Cookies n’ Coffee Ice Cream

(True you have to have an ice cream maker for this, how extremely un-ludite)

½ c. espresso or strong as possible coffee

½ c. sugar

1 ¼ c. dumpstered half and half

½ c. heavy cream

2 t. vanilla

1 c. crushed crappy fake oreos

Put the cookies in the freezer first thing so that they’re frozen by the time you need ‘em.

Brew the coffee, mix in the sugar till dissolved and set out in the snow, or in your fridge to cool.

When the coffee is completely cold, mix in the dairy and vanilla and pour into your ice cream maker. Freeze as directed. When the soft ice cream stage is reached, stir in the cookies and freeze till hard. You could eat it right at the soft stage of course, you can eat it whenever the hell you want, but it’s better when the cookies have a chance to suck in a little ice cream.

This all started with chickens.

Somewhere in the course of my online chicken research, I stumbled accross (Hallelujiah!) Homegrown Evolution, an urban homesteading blog. It was the first I’d ever seen, the first blog of any kind in fact.
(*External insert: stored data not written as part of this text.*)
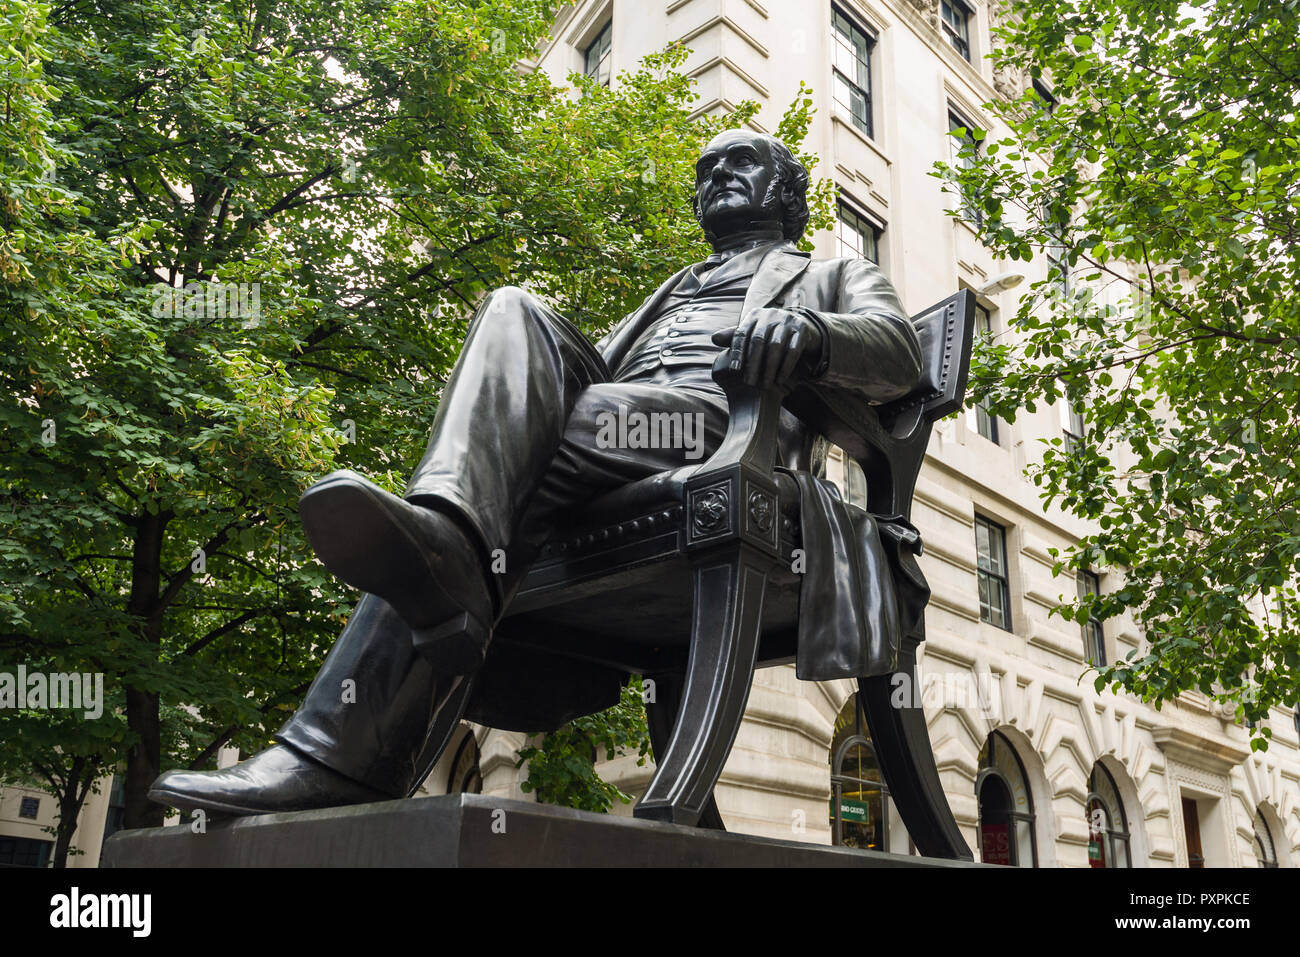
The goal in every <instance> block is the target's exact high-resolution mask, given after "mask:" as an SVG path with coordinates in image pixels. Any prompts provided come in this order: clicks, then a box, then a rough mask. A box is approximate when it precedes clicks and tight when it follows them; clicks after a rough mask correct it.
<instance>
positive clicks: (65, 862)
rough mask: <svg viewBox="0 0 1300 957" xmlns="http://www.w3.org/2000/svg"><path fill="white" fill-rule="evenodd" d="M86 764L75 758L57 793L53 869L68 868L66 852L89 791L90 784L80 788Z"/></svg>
mask: <svg viewBox="0 0 1300 957" xmlns="http://www.w3.org/2000/svg"><path fill="white" fill-rule="evenodd" d="M86 767H87V762H86V759H85V758H77V759H75V761H73V766H72V767H70V768H69V770H68V779H66V781H65V784H64V787H62V789H61V791H60V792H59V823H57V824H56V826H55V858H53V866H55V867H66V866H68V850H69V849H70V848H72V845H73V835H74V833H75V832H77V818H78V817H79V815H81V809H82V805H83V804H85V802H86V794H87V792H88V791H90V783H86V785H85V787H82V780H81V778H82V774H85V772H86ZM94 767H95V765H94V763H91V765H90V768H91V772H94Z"/></svg>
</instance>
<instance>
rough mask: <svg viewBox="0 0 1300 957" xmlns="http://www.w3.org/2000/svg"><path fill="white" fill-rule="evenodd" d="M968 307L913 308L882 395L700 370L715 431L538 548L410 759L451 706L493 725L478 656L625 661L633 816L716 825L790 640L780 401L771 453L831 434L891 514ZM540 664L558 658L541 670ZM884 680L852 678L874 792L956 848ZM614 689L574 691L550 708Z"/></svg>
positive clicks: (910, 468) (792, 633) (926, 836)
mask: <svg viewBox="0 0 1300 957" xmlns="http://www.w3.org/2000/svg"><path fill="white" fill-rule="evenodd" d="M974 309H975V296H974V295H972V294H971V293H969V291H962V293H958V294H956V295H953V296H950V298H948V299H945V300H944V302H941V303H939V304H937V306H935V307H932V308H930V309H926V311H924V312H922V313H920V315H919V316H917V317H915V319H914V320H913V321H914V324H915V326H917V332H918V334H919V337H920V343H922V352H923V363H924V367H926V373H927V374H926V376H924V380H923V385H922V386H920V387H919V389H918V390H915V391H914V393H911V394H910V395H906V397H904V398H902V399H898V400H896V402H892V403H889V404H888V406H872V404H870V403H867V402H836V403H829V402H827V400H826V399H823V398H822V397H819V395H816V394H814V393H813V391H811V390H796V391H793V393H790V394H789V395H784V397H783V395H781V394H780V393H779V391H777V390H759V389H754V387H750V386H746V385H744V384H742V382H740V381H737V380H736V378H733V377H729V376H728V374H727V373H725V372H715V377H716V378H718V381H719V382H720V384H722V385H723V387H724V390H725V393H727V398H728V403H729V407H731V420H729V424H728V430H727V436H725V438H724V439H723V443H722V446H720V447H719V449H718V451H716V452H715V454H714V455H712V456H711V458H710V459H708V460H706V462H705V463H702V464H699V465H693V467H689V468H684V469H679V471H676V472H669V473H662V475H656V476H653V477H650V479H645V480H642V481H638V482H633V484H630V485H627V486H624V488H621V489H617V490H615V492H612V493H610V494H606V495H603V497H601V498H599V499H597V501H594V502H593V503H590V505H589V506H588V507H586V508H585V510H584V511H582V515H581V516H578V519H577V524H575V525H573V527H571V529H569V531H568V533H567V534H565V537H564V538H563V540H560V541H552V542H550V544H549V545H547V546H546V549H545V550H543V553H542V555H541V557H539V559H538V560H537V562H536V563H534V566H533V567H532V570H530V571H529V573H528V576H526V577H525V580H524V583H523V585H521V586H520V589H519V592H517V594H516V596H515V599H513V601H512V603H511V606H510V609H508V611H507V615H506V618H504V619H503V622H502V624H500V627H498V631H497V635H495V637H494V638H493V649H491V651H490V653H489V659H487V662H486V664H485V666H484V670H482V671H481V672H480V674H478V675H476V676H474V677H473V679H467V680H463V681H461V683H460V685H459V687H458V688H455V690H454V692H452V694H451V700H450V702H448V706H447V707H443V709H442V711H441V713H439V715H438V718H437V724H435V727H434V728H432V729H430V735H429V739H428V742H426V745H425V750H424V754H422V755H421V762H420V763H421V766H424V767H426V768H432V766H433V763H434V762H435V761H437V758H438V755H439V754H441V753H442V750H443V749H445V748H446V744H447V741H448V740H450V739H451V735H452V732H454V729H455V727H456V723H458V720H459V719H460V716H461V715H465V716H468V718H471V719H476V720H482V723H487V724H491V723H493V722H491V716H490V714H489V715H486V716H484V715H477V716H476V714H474V710H476V709H474V706H473V705H474V690H476V687H478V685H480V683H481V681H482V679H484V674H485V672H489V674H490V672H491V668H493V664H494V658H495V659H497V661H498V662H499V661H504V659H511V661H512V662H513V663H515V666H516V668H517V670H521V671H528V672H530V676H532V677H533V679H534V680H530V681H528V683H526V688H525V685H524V683H519V688H517V690H515V692H512V693H519V694H538V696H546V694H547V693H554V694H565V693H568V694H576V693H577V689H578V685H577V684H575V680H576V681H578V683H581V681H582V675H584V671H582V670H584V668H589V670H591V671H590V672H589V674H590V675H591V676H593V679H591V680H593V681H595V679H597V677H598V676H599V675H602V674H604V672H607V671H610V670H612V671H616V672H621V674H623V675H642V676H645V677H646V679H650V680H653V681H654V700H653V701H650V702H647V705H646V710H647V719H649V729H650V740H651V745H653V749H654V754H655V758H656V762H655V774H654V778H653V779H651V781H650V785H649V788H647V789H646V793H645V796H643V797H642V798H641V801H640V802H638V804H637V805H636V807H634V810H633V813H634V815H636V817H638V818H650V819H658V820H671V822H675V823H682V824H697V826H701V827H715V828H722V827H723V823H722V818H720V817H719V814H718V807H716V805H715V802H714V797H712V793H714V787H715V784H716V783H718V778H719V775H720V774H722V770H723V765H724V763H725V761H727V757H728V754H729V753H731V748H732V744H733V741H735V740H736V732H737V729H738V728H740V723H741V719H742V718H744V713H745V703H746V701H748V698H749V689H750V684H751V681H753V675H754V668H757V667H770V666H775V664H785V663H789V662H793V661H794V651H796V631H797V628H796V625H797V620H798V603H800V602H798V599H800V576H798V575H797V573H794V572H793V571H792V551H793V550H794V549H796V547H798V542H800V516H798V495H797V489H796V485H794V481H793V480H792V477H790V476H789V475H788V473H785V472H783V471H776V469H775V464H776V460H777V451H779V450H777V445H779V442H777V423H779V416H780V411H781V407H783V406H784V407H785V408H787V410H789V411H790V412H792V413H794V415H796V416H797V417H798V419H800V421H801V423H802V424H803V425H805V428H806V430H807V436H809V441H807V442H805V446H803V449H802V450H800V452H798V455H797V456H796V460H794V462H793V463H788V464H793V465H794V467H797V468H803V469H813V468H814V467H815V464H816V462H815V460H816V454H818V450H819V449H820V450H824V449H826V442H833V443H835V445H837V446H840V447H841V449H842V450H844V451H845V452H846V454H848V455H849V456H850V458H852V459H854V460H855V462H857V463H858V464H859V465H861V467H862V471H863V473H865V476H866V482H867V510H868V511H870V512H874V514H878V515H901V516H904V518H907V515H909V512H910V508H911V497H913V490H914V488H915V482H917V476H918V472H919V471H920V464H922V460H923V458H924V454H926V446H927V443H928V441H930V433H931V428H932V425H933V423H935V421H936V420H939V419H941V417H944V416H946V415H949V413H952V412H954V411H957V410H958V408H961V406H962V400H963V398H965V393H966V378H967V372H969V368H970V352H971V333H972V324H974ZM850 507H852V506H850ZM917 573H918V575H919V570H917ZM923 640H924V622H923V619H922V623H920V624H918V625H917V627H915V628H913V631H911V632H910V633H909V635H906V636H905V638H904V641H902V646H901V649H900V655H898V671H901V672H906V674H907V675H909V676H910V677H911V680H913V681H915V664H917V646H918V645H919V644H920V641H923ZM550 663H555V664H560V666H562V667H556V668H555V670H554V671H550ZM562 674H563V675H564V681H567V684H564V683H562V681H560V677H559V676H560V675H562ZM575 675H576V679H575ZM549 677H554V680H549ZM891 679H892V675H883V676H878V677H866V679H858V688H859V700H861V701H862V702H863V706H865V713H866V718H867V723H868V726H870V729H871V736H872V742H874V745H875V749H876V754H878V758H879V762H880V770H881V772H883V775H884V780H885V784H887V787H888V789H889V794H891V796H892V798H893V801H894V805H896V806H897V809H898V811H900V814H901V817H902V820H904V823H905V824H906V827H907V830H909V832H910V835H911V839H913V843H914V844H915V845H917V849H918V850H919V852H920V853H922V854H926V856H930V857H940V858H954V859H956V858H959V859H971V852H970V849H969V848H967V846H966V843H965V840H963V839H962V836H961V832H959V830H958V827H957V823H956V820H953V817H952V811H950V810H949V807H948V801H946V798H945V797H944V792H943V788H941V785H940V781H939V772H937V770H936V767H935V758H933V753H932V750H931V746H930V736H928V732H927V728H926V719H924V714H923V713H922V710H920V707H919V705H915V698H917V697H918V696H907V697H909V698H911V702H913V703H910V705H909V706H905V707H892V706H891V692H892V690H893V687H892V684H891ZM489 680H490V679H489ZM558 683H559V684H558ZM560 684H563V687H560ZM615 690H617V689H616V688H615ZM493 693H494V694H500V693H503V692H502V690H500V688H499V687H497V688H494V689H493ZM481 697H486V696H481ZM577 697H582V696H581V694H578V696H577ZM616 700H617V698H616V696H615V697H614V698H610V697H608V696H604V697H601V696H597V700H590V701H585V702H576V703H573V706H572V709H571V710H569V711H568V713H567V714H565V718H567V716H573V715H577V714H585V713H591V711H595V710H599V709H601V707H604V706H608V705H612V703H614V701H616ZM556 720H558V719H554V718H552V719H551V726H552V727H555V726H556V724H555V722H556ZM516 729H526V731H545V729H549V728H542V727H537V728H516ZM422 776H424V775H420V778H422Z"/></svg>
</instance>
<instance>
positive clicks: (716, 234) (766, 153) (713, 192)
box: [695, 130, 781, 238]
mask: <svg viewBox="0 0 1300 957" xmlns="http://www.w3.org/2000/svg"><path fill="white" fill-rule="evenodd" d="M776 179H777V170H776V161H775V160H774V159H772V152H771V150H768V147H767V142H766V140H763V139H762V138H761V137H759V135H758V134H754V133H749V131H746V130H729V131H727V133H723V134H722V135H719V137H716V138H715V139H714V140H712V142H711V143H710V144H708V146H707V147H705V151H703V152H702V153H701V155H699V160H698V161H697V163H695V203H697V208H698V209H699V224H701V225H702V226H703V228H705V234H706V235H710V237H716V238H725V237H727V235H729V234H732V233H738V231H742V230H748V229H754V228H755V226H761V225H762V226H770V225H772V224H776V225H780V221H781V205H780V199H779V192H780V190H774V189H771V187H772V183H774V182H775V181H776Z"/></svg>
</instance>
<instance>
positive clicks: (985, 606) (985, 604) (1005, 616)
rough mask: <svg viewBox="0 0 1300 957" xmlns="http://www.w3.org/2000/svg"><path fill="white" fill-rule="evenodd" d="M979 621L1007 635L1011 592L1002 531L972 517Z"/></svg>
mask: <svg viewBox="0 0 1300 957" xmlns="http://www.w3.org/2000/svg"><path fill="white" fill-rule="evenodd" d="M975 555H976V566H978V571H976V577H978V579H979V620H980V622H988V623H989V624H996V625H997V627H998V628H1005V629H1006V631H1011V590H1010V588H1009V585H1008V580H1006V529H1005V528H1002V527H1001V525H998V524H996V523H993V521H989V520H988V519H985V518H983V516H980V515H976V516H975Z"/></svg>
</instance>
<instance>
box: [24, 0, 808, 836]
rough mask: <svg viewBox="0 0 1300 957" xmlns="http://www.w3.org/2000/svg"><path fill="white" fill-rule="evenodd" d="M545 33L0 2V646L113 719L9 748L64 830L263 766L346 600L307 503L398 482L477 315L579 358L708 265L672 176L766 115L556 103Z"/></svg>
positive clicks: (546, 18)
mask: <svg viewBox="0 0 1300 957" xmlns="http://www.w3.org/2000/svg"><path fill="white" fill-rule="evenodd" d="M552 8H554V4H551V3H547V1H546V0H442V1H441V3H433V1H428V3H424V1H419V0H333V1H331V0H286V1H273V0H252V1H251V3H248V4H240V5H230V4H225V3H216V1H214V0H213V1H211V3H196V4H183V5H182V4H169V3H164V1H162V0H114V1H113V3H91V1H86V3H70V4H61V5H59V7H57V8H52V7H51V5H49V4H43V3H34V1H32V0H18V1H17V3H13V4H9V5H8V7H6V8H5V13H4V20H3V23H4V30H5V34H4V38H3V39H5V40H6V42H8V44H9V46H8V47H6V49H12V51H16V53H14V55H10V59H12V62H10V61H6V62H5V65H4V73H3V74H0V82H3V83H4V85H5V103H6V114H5V125H4V127H3V137H4V139H3V147H4V150H3V151H0V156H3V159H0V196H3V198H4V202H5V203H6V207H5V212H4V221H3V226H4V233H3V235H0V277H3V281H0V324H3V339H4V342H5V350H4V354H3V355H0V378H3V389H0V423H3V433H0V473H3V475H4V477H5V490H4V498H3V499H0V524H3V525H4V537H3V541H0V581H3V583H4V584H3V586H0V653H3V655H4V659H5V661H22V662H26V663H27V666H29V668H31V670H35V668H36V667H38V666H39V667H44V668H48V670H62V671H73V670H77V671H96V672H101V674H104V675H105V694H107V697H108V700H109V702H110V705H112V706H110V709H109V710H108V711H105V715H104V718H101V719H100V720H98V722H75V720H73V719H72V718H70V716H69V715H65V714H52V713H36V711H13V710H5V711H0V736H3V737H4V740H5V742H6V746H5V749H4V752H5V754H4V758H3V761H4V762H5V765H4V768H6V770H10V771H13V772H14V774H17V772H18V771H21V772H22V774H25V775H35V778H36V779H38V780H42V781H43V783H44V787H47V788H48V789H51V791H53V792H56V793H68V794H70V796H72V797H70V798H69V802H68V805H66V806H65V807H64V818H65V819H66V820H68V822H69V823H68V824H66V826H68V827H69V828H70V827H72V826H73V824H72V822H74V820H75V810H74V805H77V806H79V804H77V801H75V800H73V798H75V797H77V794H81V797H82V798H83V797H85V793H86V792H87V789H88V787H90V781H91V780H94V779H95V778H98V776H99V775H101V774H104V772H107V771H110V770H112V768H114V767H116V766H117V765H118V763H120V762H125V768H126V771H125V794H126V797H125V800H126V826H127V827H139V826H149V824H157V823H160V822H161V818H162V810H161V809H160V807H157V806H155V805H152V804H151V802H148V800H147V797H146V792H147V788H148V784H149V783H151V781H152V779H153V778H155V776H156V775H157V774H159V771H160V770H161V768H162V767H168V766H188V767H204V766H211V763H212V762H213V759H214V755H216V752H217V750H218V748H220V746H222V745H226V744H229V745H234V746H238V748H240V749H242V750H244V752H252V750H257V749H260V748H261V746H264V745H265V744H266V742H268V741H269V736H270V733H272V732H273V731H274V728H276V727H278V724H279V723H281V722H282V719H283V718H285V716H286V713H287V711H290V710H291V709H292V707H294V706H295V703H296V702H298V700H299V698H300V696H302V693H303V690H304V689H305V688H307V684H308V683H309V680H311V677H312V675H313V674H315V671H316V668H317V666H318V663H320V658H321V657H322V654H324V653H325V650H326V649H328V648H329V646H330V644H331V642H333V640H334V637H335V636H337V633H338V629H339V627H341V624H342V622H343V620H344V618H346V615H347V611H348V609H350V606H351V603H352V601H354V598H355V596H354V594H350V593H348V589H346V588H343V586H341V585H339V584H338V583H335V581H334V580H333V579H331V576H329V575H328V573H326V572H325V570H324V568H322V567H321V566H320V564H318V563H316V562H315V560H313V558H312V555H311V553H309V549H308V547H307V545H305V542H304V540H303V537H302V534H300V532H299V528H298V521H296V515H295V503H296V498H298V495H299V494H300V492H302V490H303V489H304V488H305V486H307V485H308V484H309V482H311V481H313V480H315V479H317V477H320V475H322V473H324V472H326V471H329V469H331V468H335V467H343V465H347V467H354V468H357V469H360V471H363V472H365V473H368V475H372V476H374V477H376V479H377V480H378V481H381V482H383V484H386V485H387V486H389V488H393V489H399V488H400V485H402V482H403V481H404V479H406V475H407V471H408V468H409V464H411V463H412V462H415V460H416V459H417V458H419V454H420V451H421V449H422V445H424V442H425V438H426V434H428V426H429V423H430V421H432V419H433V413H434V411H435V407H437V398H438V389H439V386H441V384H442V382H443V380H445V377H446V374H447V373H448V371H450V367H451V363H452V360H454V358H455V355H456V351H458V348H459V343H460V341H461V338H463V335H464V330H465V325H467V322H468V319H469V316H471V315H472V311H473V308H474V306H476V303H477V302H478V299H480V298H481V295H482V294H484V293H485V291H486V290H489V289H491V287H495V286H500V285H506V283H529V285H530V286H533V287H536V289H539V290H541V291H542V293H543V294H546V295H547V296H549V298H550V299H551V300H552V303H554V304H555V306H556V308H559V309H560V311H562V312H564V313H565V315H568V316H571V317H573V319H575V320H576V321H577V322H578V324H580V325H582V326H584V328H585V329H588V330H590V332H593V333H598V332H601V330H602V329H604V328H606V326H608V325H610V324H611V322H612V321H614V320H616V319H617V317H620V316H623V315H625V313H627V312H629V311H630V309H632V308H633V307H634V306H636V304H637V303H638V302H640V300H641V299H642V298H643V296H645V295H646V294H647V293H649V291H651V290H653V287H654V285H655V283H656V282H659V281H660V280H662V277H663V276H666V274H668V273H669V272H671V270H673V269H676V268H677V267H679V265H680V264H681V263H682V261H689V260H690V259H694V257H698V256H699V255H701V254H702V252H703V250H702V248H701V239H699V237H698V230H697V228H695V224H694V220H693V217H692V213H690V205H689V195H690V189H689V185H690V181H692V161H693V157H694V155H695V153H697V152H698V148H699V147H701V146H702V143H703V142H706V140H707V139H708V138H710V137H711V135H712V134H714V133H716V131H718V130H720V129H724V127H728V126H735V125H738V124H741V122H744V121H745V120H748V118H749V117H750V116H751V112H753V107H751V104H750V105H748V107H746V108H744V109H741V111H737V112H736V113H731V114H724V116H714V117H706V118H701V120H690V111H692V103H693V100H694V94H693V92H692V82H690V81H689V79H688V78H686V77H685V75H682V74H681V73H680V66H681V62H682V60H684V57H685V51H681V49H672V51H667V52H664V53H662V55H658V56H654V57H649V59H647V60H646V62H645V64H643V65H642V68H640V69H638V70H636V72H633V73H629V74H627V75H625V77H623V79H621V82H620V83H619V85H617V86H616V88H614V90H604V88H602V87H595V86H593V85H591V83H589V82H586V81H581V79H578V81H577V82H578V85H580V87H581V91H582V95H581V96H577V98H573V96H571V95H569V94H568V92H567V91H564V90H562V88H558V87H555V86H554V85H552V83H551V82H550V81H549V79H547V78H546V77H545V74H542V73H541V72H528V70H520V69H519V68H517V64H519V61H521V60H524V59H526V57H529V56H532V55H533V52H534V51H536V48H537V44H538V42H539V40H541V39H542V38H543V36H545V34H546V31H547V29H549V25H550V22H551V16H552V12H554V9H552ZM801 104H802V105H800V104H797V109H796V113H798V112H800V109H802V111H805V112H806V109H807V100H806V98H803V99H802V100H801ZM826 195H828V194H827V191H826V185H823V187H822V196H823V208H822V218H823V220H824V221H828V215H829V213H828V212H827V204H826V203H824V199H826ZM823 225H824V222H823ZM70 780H72V781H74V784H73V785H72V787H68V781H70ZM69 833H70V831H69Z"/></svg>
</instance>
Yes, I am something of a ludite. Before this latest computer addiction phase, I used to get up in the morning and read books, or scheme my next project, on paper, or stare out the window at trees and stuff. Now I get up, every morning I can (ie: if I wake before the babe) and sit here mind-sharing with this glowing box. I can hardly help it. It kind of pisses me off. But I kind of like it.

I too have become someone who sequesters themselves at home and gloms to a computer to feel some kind of virtual kinship, to feel that I am not alone in doing what I do, in being who I am.

It’s hard to believe a mere 3 months ago, I wrote (with a pen!) in my journal (on paper!) a pleading call to the Universe, “Where are all the punk homesteaders? Where are the back-to-the-landers of my generation? Not the squeaky clean yuppie foodies on a ‘Local’ fad, but the nitty gritty, down to the dirt, do-it-yourselfers thumbing their nose at American Mall culture?”

I guess it really all started two years ago when I read The Revolution Will Not Be Microwaved: A Guide to America’s Underground Food Movements by Sandor Katz, my favorite non-fiction book of all time. I’ve been living in the backwaters of Alaska for all my adult life, doing this thing I do, thinking this way I think, surrounded by towns full of people who aren’t and don’t. Until I read that beloved book, it never really occured to me that there might be a lot of other weirdos out there, doing and thinking like me, a Movement.

Once that idea was sparked, there started some small change within myself, some kind of opening and looking out. It’s not that I’m completely alone here, I have gathered to my breast a tiny nucleous of people– in Cordova, and far flung in the four directions. But the idea that there exists somewhere a culture of us, that was what truly excited me.

A friend said recently, ‘There’s two kinds of people in the world, the shiny people and the hairy people.’ (Some of you will take issue with that, my husband did) I have always felt that there are two kinds of people in this world as well, those who won’t care that your cloth menstrual pad is soaking in a kitchen pot in the bathroom, and those who will.

My point is, Sandor started me on the lookout. For more. So when I found Homegrown Evolution, I didn’t stop there. I dove in. I discovered my own online community. And it seemed, if I want ya’ll to serve up, I’d better put in my own 2 cents. And here I am. Here’s my 2 cents.

Now serve up.

“It’s a sad and stupid thing to have to proclaim yourself a revolutionary just to be a decent man.”